As their usage expanded, electronic warfare systems were increasingly jamming their radio links. By mid-2024, Russia had sidestepped that problem with drones that carried a spool of optical fibre through which they sent back their images and received control signals.
Meanwhile, both sides were racing to develop autonomous drones, which, by making their own judgements of what to do, would need neither radio links nor optical fibre. Max Makarchuk, AI lead for defense tech accelerator Brave1, said last year that drone hit rates had dropped to between 30 and 50 percent, and as low as 10 percent for novice pilots. He expected that adding AI could raise accuracy to around 80 percent.
However, setbacks have slowed adoption. Early AI-guided drones performed poorly, disappointing Ukrainian army units that had paid for them. Few wanted to keep paying.
In interviews for this article, managers at AI-drone developer Twist Robotics gave insight into the challenges in developing the technology.
‘Ukraine was the first to widely use small FPV drones with [autonomous] guidance systems. Russia also seems to be developing similar technologies and is preparing to scale their use,’ says chief executive Viktor Sakharchuk.
Since 2022, Twist Robotics has worked on developing AI aimed at bringing autonomous drones to the front line. Sakharchuk says the software needs components for visual navigation, for visual detection and tracking and for trajectory planning. Each component is trained separately.
The firm relies on a mix of real and synthetic data to train visual AI systems, starting with photorealistic simulation and refining in live trials. ‘The simulator developed by our company is also widely used for generating synthetic data,’ he adds.
‘The training process for autonomous drones begins in simulation, where we use Obriy, our in-house developed software with a photorealistic environment. Once the models are trained in simulation, they are fine-tuned on real drones and customised for specific models.’
Rostyslav Olenchyn, an executive director of Twist Robotics, emphasises the importance of autonomous navigation to ensure the drone reaches its target area.
No AI system can be successfully deployed on the battlefield without direct interaction with end users throughout the development process and frontline experience, Sakharchuk says. ‘They all have limitations and application features that are not obvious without training.’
Large-scale use of AI-guided drones by Ukrainian forces began in March 2024, he says. Then interest sharply declined within three months.
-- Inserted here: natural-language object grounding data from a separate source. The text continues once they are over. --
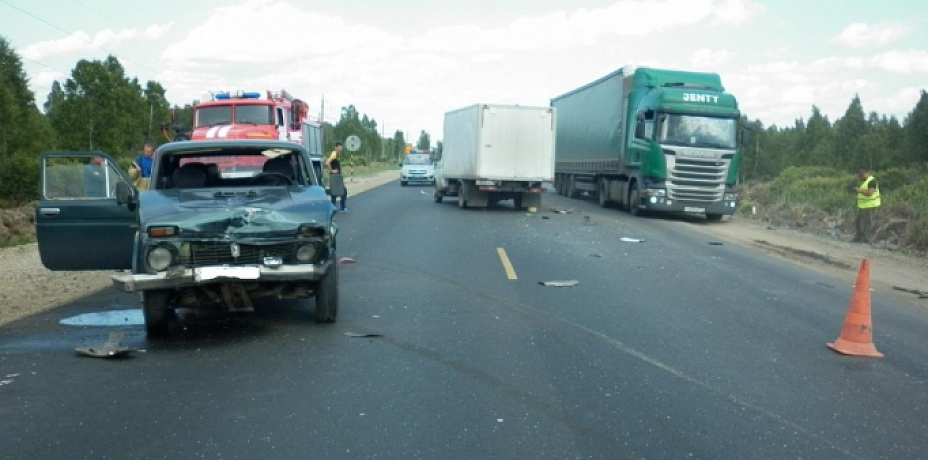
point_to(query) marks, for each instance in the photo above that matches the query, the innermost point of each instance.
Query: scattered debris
(112, 348)
(362, 334)
(567, 283)
(920, 294)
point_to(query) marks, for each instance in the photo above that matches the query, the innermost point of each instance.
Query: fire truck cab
(248, 115)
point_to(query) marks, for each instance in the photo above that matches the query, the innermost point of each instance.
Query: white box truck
(492, 153)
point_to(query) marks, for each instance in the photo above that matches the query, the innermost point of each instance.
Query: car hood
(235, 213)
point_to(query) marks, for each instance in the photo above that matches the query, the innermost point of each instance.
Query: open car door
(80, 225)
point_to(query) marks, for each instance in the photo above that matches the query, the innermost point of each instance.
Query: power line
(73, 34)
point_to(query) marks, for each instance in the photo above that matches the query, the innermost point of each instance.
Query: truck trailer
(650, 140)
(492, 153)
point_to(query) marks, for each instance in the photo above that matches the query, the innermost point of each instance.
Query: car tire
(327, 296)
(156, 312)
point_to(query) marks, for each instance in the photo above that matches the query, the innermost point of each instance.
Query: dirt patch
(27, 287)
(822, 250)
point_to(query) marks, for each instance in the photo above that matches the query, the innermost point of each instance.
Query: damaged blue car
(224, 223)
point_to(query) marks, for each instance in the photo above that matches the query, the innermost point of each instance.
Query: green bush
(793, 174)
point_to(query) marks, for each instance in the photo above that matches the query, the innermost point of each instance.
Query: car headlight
(160, 258)
(306, 252)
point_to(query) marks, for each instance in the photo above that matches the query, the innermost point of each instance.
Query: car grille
(220, 253)
(697, 179)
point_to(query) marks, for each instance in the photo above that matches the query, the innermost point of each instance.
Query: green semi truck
(650, 140)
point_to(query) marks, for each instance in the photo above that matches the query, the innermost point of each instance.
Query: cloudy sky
(406, 62)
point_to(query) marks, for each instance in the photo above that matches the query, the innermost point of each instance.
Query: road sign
(353, 143)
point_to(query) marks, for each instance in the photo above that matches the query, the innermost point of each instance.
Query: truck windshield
(698, 131)
(214, 115)
(254, 115)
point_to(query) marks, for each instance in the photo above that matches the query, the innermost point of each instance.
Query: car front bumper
(132, 282)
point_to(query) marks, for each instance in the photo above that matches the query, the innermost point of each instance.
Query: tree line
(99, 107)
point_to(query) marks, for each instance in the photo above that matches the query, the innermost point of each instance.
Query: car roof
(193, 146)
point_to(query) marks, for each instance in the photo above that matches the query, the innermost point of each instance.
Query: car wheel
(156, 312)
(327, 296)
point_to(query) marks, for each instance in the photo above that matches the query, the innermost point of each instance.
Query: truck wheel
(327, 296)
(634, 200)
(601, 194)
(156, 312)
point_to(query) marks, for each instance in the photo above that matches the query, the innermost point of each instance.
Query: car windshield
(214, 115)
(698, 131)
(417, 160)
(254, 115)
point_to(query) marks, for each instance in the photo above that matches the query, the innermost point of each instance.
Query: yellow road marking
(507, 265)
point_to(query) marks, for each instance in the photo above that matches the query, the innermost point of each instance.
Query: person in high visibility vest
(868, 199)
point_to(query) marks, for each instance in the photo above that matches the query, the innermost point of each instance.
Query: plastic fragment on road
(362, 334)
(566, 283)
(112, 348)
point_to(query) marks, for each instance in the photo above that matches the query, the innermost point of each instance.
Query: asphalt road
(667, 348)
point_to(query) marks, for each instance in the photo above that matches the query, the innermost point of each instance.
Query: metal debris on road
(919, 293)
(362, 334)
(110, 349)
(567, 283)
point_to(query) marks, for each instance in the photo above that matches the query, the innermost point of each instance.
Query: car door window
(79, 177)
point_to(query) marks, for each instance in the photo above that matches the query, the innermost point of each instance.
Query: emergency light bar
(238, 95)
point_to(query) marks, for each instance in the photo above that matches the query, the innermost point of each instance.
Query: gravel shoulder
(27, 287)
(832, 256)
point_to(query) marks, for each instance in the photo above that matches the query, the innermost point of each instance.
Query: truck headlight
(160, 258)
(306, 252)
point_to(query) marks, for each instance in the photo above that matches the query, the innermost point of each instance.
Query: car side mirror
(126, 195)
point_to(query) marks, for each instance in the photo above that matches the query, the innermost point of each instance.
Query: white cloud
(737, 12)
(81, 41)
(705, 58)
(862, 35)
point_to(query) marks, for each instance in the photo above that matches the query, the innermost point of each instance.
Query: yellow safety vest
(864, 201)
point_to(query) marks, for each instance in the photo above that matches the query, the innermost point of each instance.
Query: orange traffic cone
(857, 334)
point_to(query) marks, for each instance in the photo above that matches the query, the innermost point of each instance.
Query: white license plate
(239, 273)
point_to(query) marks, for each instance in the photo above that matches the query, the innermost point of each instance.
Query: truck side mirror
(126, 195)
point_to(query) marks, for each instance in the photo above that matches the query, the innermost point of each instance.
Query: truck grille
(220, 253)
(696, 179)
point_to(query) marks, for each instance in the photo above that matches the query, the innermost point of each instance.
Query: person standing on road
(868, 199)
(337, 185)
(140, 171)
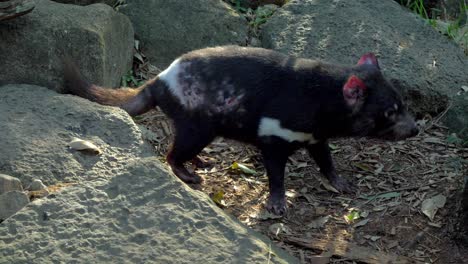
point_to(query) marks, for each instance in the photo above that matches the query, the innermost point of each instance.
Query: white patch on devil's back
(186, 87)
(170, 77)
(272, 127)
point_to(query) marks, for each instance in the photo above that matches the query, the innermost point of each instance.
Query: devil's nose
(414, 131)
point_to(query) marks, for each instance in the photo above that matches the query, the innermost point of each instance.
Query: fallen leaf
(83, 145)
(433, 140)
(351, 216)
(319, 222)
(362, 166)
(361, 223)
(279, 228)
(326, 184)
(430, 206)
(218, 198)
(265, 215)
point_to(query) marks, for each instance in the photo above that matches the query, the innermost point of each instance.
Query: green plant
(261, 15)
(129, 80)
(417, 6)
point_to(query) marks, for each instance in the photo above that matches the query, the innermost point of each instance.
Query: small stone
(12, 202)
(36, 185)
(255, 42)
(8, 183)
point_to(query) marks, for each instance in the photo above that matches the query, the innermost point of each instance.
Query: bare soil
(391, 179)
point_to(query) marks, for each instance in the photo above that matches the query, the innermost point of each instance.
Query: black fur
(239, 86)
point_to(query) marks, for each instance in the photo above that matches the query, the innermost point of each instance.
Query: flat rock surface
(12, 202)
(8, 183)
(96, 37)
(427, 66)
(121, 206)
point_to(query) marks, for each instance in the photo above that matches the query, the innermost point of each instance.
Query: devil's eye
(390, 113)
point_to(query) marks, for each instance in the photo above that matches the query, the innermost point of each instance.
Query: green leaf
(353, 215)
(243, 168)
(218, 198)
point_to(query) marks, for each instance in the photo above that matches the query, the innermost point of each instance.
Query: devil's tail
(135, 101)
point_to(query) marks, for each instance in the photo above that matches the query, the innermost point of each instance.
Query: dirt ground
(393, 179)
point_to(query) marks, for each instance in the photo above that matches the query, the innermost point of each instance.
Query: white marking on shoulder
(170, 77)
(272, 127)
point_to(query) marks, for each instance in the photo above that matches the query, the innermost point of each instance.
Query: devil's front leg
(321, 154)
(275, 157)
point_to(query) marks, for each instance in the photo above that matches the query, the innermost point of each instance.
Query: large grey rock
(37, 124)
(8, 183)
(169, 28)
(12, 202)
(87, 2)
(123, 207)
(97, 37)
(429, 68)
(36, 185)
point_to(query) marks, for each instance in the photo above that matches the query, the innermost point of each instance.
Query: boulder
(87, 2)
(36, 185)
(38, 145)
(99, 39)
(168, 29)
(8, 183)
(12, 202)
(429, 68)
(121, 206)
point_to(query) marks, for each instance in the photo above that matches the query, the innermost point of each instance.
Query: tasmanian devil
(275, 102)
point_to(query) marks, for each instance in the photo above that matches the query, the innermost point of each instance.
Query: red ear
(354, 91)
(369, 58)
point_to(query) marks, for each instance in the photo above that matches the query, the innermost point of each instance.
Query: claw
(276, 205)
(201, 163)
(342, 185)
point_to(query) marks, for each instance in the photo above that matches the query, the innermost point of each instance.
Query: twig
(437, 119)
(399, 190)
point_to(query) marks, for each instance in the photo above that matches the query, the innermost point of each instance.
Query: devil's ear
(354, 92)
(369, 58)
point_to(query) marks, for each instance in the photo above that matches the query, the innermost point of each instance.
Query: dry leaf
(279, 228)
(361, 223)
(83, 145)
(319, 222)
(218, 198)
(430, 206)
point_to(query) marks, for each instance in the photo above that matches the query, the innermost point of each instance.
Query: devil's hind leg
(190, 139)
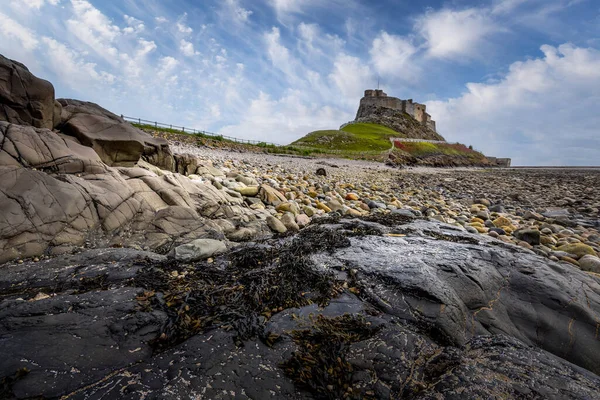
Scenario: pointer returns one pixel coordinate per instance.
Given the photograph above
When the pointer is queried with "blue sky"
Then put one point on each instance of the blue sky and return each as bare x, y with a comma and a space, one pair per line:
516, 78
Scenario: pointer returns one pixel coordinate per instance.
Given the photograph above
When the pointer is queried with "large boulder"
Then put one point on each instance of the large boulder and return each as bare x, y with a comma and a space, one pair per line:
24, 98
116, 141
57, 195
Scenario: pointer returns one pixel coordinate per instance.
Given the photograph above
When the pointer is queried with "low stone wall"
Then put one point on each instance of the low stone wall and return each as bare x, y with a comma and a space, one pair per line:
418, 140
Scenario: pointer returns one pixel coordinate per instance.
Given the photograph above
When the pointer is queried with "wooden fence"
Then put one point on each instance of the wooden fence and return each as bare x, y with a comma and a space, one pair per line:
192, 131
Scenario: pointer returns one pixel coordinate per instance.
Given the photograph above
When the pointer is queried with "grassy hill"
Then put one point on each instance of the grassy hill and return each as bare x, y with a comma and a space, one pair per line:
352, 138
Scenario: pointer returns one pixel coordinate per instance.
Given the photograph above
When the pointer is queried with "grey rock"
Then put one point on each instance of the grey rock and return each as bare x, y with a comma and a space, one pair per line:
531, 236
499, 208
289, 221
451, 315
116, 141
276, 225
590, 263
24, 98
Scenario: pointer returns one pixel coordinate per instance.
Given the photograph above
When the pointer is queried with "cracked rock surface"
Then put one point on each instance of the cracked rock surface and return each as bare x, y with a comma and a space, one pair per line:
57, 195
377, 309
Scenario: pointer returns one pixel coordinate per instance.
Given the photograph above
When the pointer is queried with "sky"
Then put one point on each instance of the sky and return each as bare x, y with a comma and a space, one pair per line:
513, 78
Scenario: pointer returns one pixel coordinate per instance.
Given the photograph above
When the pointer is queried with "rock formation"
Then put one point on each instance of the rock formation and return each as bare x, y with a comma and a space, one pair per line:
98, 181
436, 313
26, 99
117, 142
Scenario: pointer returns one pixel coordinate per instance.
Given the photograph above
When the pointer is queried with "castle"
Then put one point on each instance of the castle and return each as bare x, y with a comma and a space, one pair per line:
379, 98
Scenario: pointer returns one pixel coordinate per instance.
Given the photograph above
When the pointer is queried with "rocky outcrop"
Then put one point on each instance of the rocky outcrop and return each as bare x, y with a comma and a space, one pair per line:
57, 195
397, 120
346, 309
117, 142
24, 98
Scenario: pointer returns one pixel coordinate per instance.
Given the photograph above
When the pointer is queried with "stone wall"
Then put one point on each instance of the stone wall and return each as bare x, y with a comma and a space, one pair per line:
378, 98
500, 162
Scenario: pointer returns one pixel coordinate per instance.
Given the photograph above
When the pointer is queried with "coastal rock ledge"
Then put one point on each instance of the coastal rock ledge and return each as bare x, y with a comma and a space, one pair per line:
344, 309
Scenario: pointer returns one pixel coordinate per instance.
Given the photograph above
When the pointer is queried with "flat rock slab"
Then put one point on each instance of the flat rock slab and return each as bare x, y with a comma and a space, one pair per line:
456, 289
445, 314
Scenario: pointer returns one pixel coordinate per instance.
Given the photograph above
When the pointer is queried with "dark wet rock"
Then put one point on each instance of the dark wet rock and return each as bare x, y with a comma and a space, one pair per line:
462, 289
379, 309
117, 142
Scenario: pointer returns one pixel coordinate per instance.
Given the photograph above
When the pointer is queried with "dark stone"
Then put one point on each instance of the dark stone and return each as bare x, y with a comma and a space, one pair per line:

The producer of this first batch of drones had made and sold them cheaply—attracting orders from some army units. Moreover, it had offered no training. Results were poor.
‘When a large number of low-quality systems hit the market, the military saw that the guidance didn’t work,’ Sakharchuk says. ‘Therefore, interest disappeared.’
Meanwhile, Russia has deployed one-way drones equipped with AI and machine learning, allowing them to identify military vehicles on highways and evade interceptor drones. Recently observed flying in a group of six with distinct wing markings, these drones may be testing swarm coordination. Each carries a 4G telecommunications modem, so they can send pictures back to the ground, fly under operator control, or both.
This article has been amended to adjust the transliterated spelling of the name of Twist Robotics’ Obriy software.